Wild discus feed on zooplankton, insects and their larva and some vegetation. The diet of fish kept in captivity is somewhat different to this because for years Discus have been fed a diet based on beef heart which has been very finely minced and mixed with other ingredients such has blood worms, blanched spinach, flake food, vitamins and minerals the entire mixture is then frozen and cut in to cubes ready to use. Juvenile Discus grow very rapidly on this diet and often grow larger than their wild counterpart. Discus should be kept in groups of at least six individuals except when breeding when a compatible pair will benefit from having their own tank.
Once the Discus have settled in to their aquarium they will behave far more confidently and can easily be taught to come to you for food.

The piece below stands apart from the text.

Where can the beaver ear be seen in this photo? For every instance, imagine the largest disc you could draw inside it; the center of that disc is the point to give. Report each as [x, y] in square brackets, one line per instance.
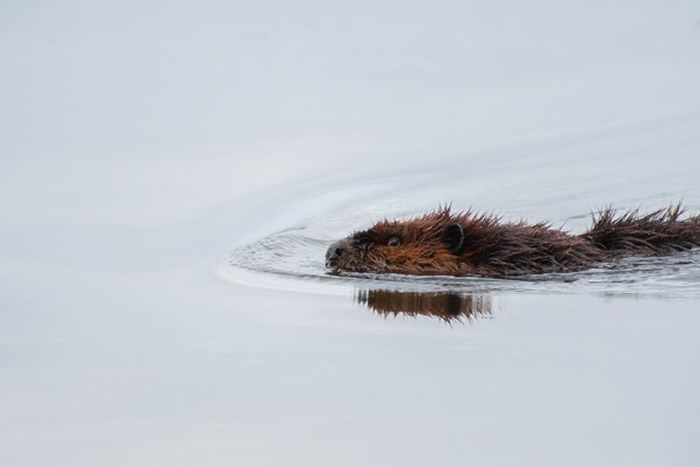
[454, 238]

Tank mates can include small peaceful species which aren't to boisterous, the presence of these small "dither fish" will help to reassure the Discus which will behave in a more extrovert manner as a result. Various sucker mouth catfish are sometimes used as scavengers in Discus aquariums but when these fish grow large they can become aggressive and try to take control of all the food and they have been known to cling to the flanks of the Discus which makes them panic. Brochis make much better scavengers for Discus because they tolerate the higher temperatures better than most species of Corydoras and they are entirely peaceful.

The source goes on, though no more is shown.